If you also happen to be in the business of selling online, blogging can pay off even more. Your ability to persuade site visitors increases with authority, so becoming a trusted authority through blogging can actually help you sell to your target audience.

Here are a few examples of bloggers who have established themselves as authorities in their respective areas – and who have translated blogging success into business success:

Danny Sullivan (Search engine expert)

Avinash Kaushik (Web analytics expert)

Bryan Eisenberg (Site conversion expert)

Mike Arrington (Silicon Valley start-up expert)

  • Blog: TechCrunch
  • Company: TechCrunch
  • Products or services: Research and reports about Internet companies and products

Lance Jones & Joanna Wiebe (Online persuasion experts)
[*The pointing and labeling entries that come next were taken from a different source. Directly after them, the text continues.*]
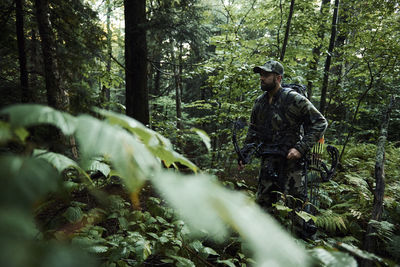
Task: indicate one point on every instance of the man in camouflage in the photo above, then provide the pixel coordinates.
(278, 119)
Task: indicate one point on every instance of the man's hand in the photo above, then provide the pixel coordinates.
(241, 165)
(293, 154)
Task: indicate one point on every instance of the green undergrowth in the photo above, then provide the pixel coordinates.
(123, 202)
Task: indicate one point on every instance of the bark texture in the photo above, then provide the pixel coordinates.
(19, 22)
(137, 99)
(287, 31)
(324, 87)
(56, 97)
(370, 241)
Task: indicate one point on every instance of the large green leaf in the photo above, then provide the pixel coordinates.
(333, 258)
(59, 161)
(159, 146)
(26, 115)
(128, 155)
(25, 180)
(207, 205)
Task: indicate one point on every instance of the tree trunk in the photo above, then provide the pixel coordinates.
(324, 88)
(316, 52)
(55, 96)
(370, 239)
(285, 41)
(178, 86)
(26, 96)
(137, 97)
(105, 92)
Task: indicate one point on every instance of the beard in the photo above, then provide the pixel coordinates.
(268, 87)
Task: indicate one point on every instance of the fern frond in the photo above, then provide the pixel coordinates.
(331, 221)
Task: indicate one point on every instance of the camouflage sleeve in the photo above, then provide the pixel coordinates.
(315, 124)
(251, 136)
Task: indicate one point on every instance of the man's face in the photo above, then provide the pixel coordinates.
(268, 81)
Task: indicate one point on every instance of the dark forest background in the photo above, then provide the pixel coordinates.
(116, 128)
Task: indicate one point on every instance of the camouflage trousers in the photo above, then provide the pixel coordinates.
(282, 175)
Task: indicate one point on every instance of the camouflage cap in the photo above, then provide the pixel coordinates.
(270, 66)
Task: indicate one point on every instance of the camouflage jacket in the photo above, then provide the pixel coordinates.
(282, 122)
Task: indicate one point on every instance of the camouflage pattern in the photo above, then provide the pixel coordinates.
(270, 66)
(280, 122)
(279, 126)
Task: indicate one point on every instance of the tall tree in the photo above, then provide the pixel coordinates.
(105, 92)
(137, 100)
(324, 87)
(369, 240)
(55, 96)
(285, 41)
(19, 22)
(316, 52)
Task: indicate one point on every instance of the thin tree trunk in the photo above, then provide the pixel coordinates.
(178, 100)
(370, 239)
(19, 22)
(137, 96)
(285, 41)
(105, 92)
(324, 88)
(55, 96)
(316, 52)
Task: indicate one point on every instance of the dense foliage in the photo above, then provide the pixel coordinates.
(89, 186)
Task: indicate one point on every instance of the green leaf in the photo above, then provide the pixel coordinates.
(182, 262)
(25, 180)
(130, 157)
(207, 205)
(60, 162)
(25, 115)
(358, 252)
(282, 207)
(98, 249)
(210, 251)
(73, 214)
(142, 249)
(334, 258)
(96, 165)
(306, 216)
(159, 146)
(204, 137)
(229, 262)
(5, 132)
(21, 133)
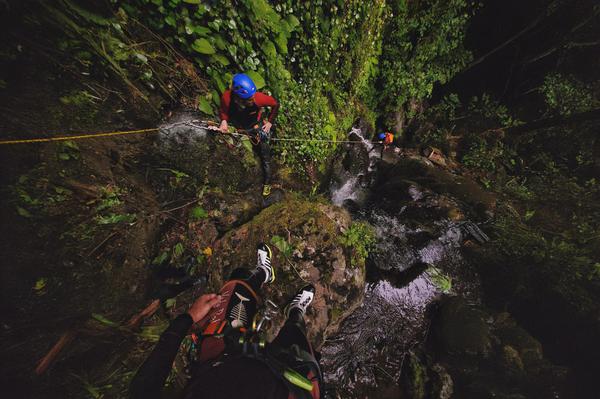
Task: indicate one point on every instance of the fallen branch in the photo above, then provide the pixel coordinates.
(129, 328)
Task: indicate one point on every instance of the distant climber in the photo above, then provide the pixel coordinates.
(233, 361)
(242, 106)
(386, 140)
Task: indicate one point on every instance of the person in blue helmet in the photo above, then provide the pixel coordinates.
(242, 105)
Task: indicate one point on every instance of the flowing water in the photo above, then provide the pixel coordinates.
(416, 261)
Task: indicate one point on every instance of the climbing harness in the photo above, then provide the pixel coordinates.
(288, 364)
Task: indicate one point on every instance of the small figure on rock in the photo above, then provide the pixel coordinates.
(242, 106)
(233, 360)
(386, 140)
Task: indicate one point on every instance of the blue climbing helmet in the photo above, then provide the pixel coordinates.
(242, 86)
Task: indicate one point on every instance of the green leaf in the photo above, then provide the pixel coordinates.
(221, 59)
(114, 218)
(204, 105)
(439, 279)
(198, 213)
(529, 214)
(203, 46)
(178, 250)
(169, 303)
(220, 42)
(104, 320)
(160, 258)
(170, 20)
(292, 22)
(141, 57)
(257, 79)
(202, 30)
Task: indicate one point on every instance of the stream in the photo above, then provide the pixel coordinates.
(417, 260)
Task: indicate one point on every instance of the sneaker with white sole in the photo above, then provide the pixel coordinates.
(302, 299)
(263, 262)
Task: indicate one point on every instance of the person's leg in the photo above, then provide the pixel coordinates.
(238, 304)
(264, 152)
(293, 331)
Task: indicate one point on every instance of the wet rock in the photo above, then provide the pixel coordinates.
(394, 181)
(195, 151)
(489, 356)
(462, 329)
(443, 385)
(311, 228)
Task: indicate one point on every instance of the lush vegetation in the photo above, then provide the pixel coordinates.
(328, 62)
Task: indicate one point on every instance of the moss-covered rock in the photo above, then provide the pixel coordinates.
(304, 237)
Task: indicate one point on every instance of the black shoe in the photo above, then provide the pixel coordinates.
(301, 300)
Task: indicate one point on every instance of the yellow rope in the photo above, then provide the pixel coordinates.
(78, 137)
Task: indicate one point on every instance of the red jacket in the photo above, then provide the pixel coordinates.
(251, 114)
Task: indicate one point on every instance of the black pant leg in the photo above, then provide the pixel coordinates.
(293, 332)
(264, 152)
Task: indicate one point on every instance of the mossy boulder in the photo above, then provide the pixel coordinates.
(207, 156)
(462, 329)
(487, 354)
(304, 237)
If you want to set yourself apart as an expert and gain the authority needed to persuade people online, blogging is low-risk, high-reward endeavour – but it requires passion and a tremendous commitment in order to be truly effective. Just ask Joanna and me… writing the ’30 Days of Persuasion’ is turning into one of the most intense – and rewarding – periods in my life. My hat goes off to all the people who have made the commitment and continue to deliver week after week, month after month, and year after year.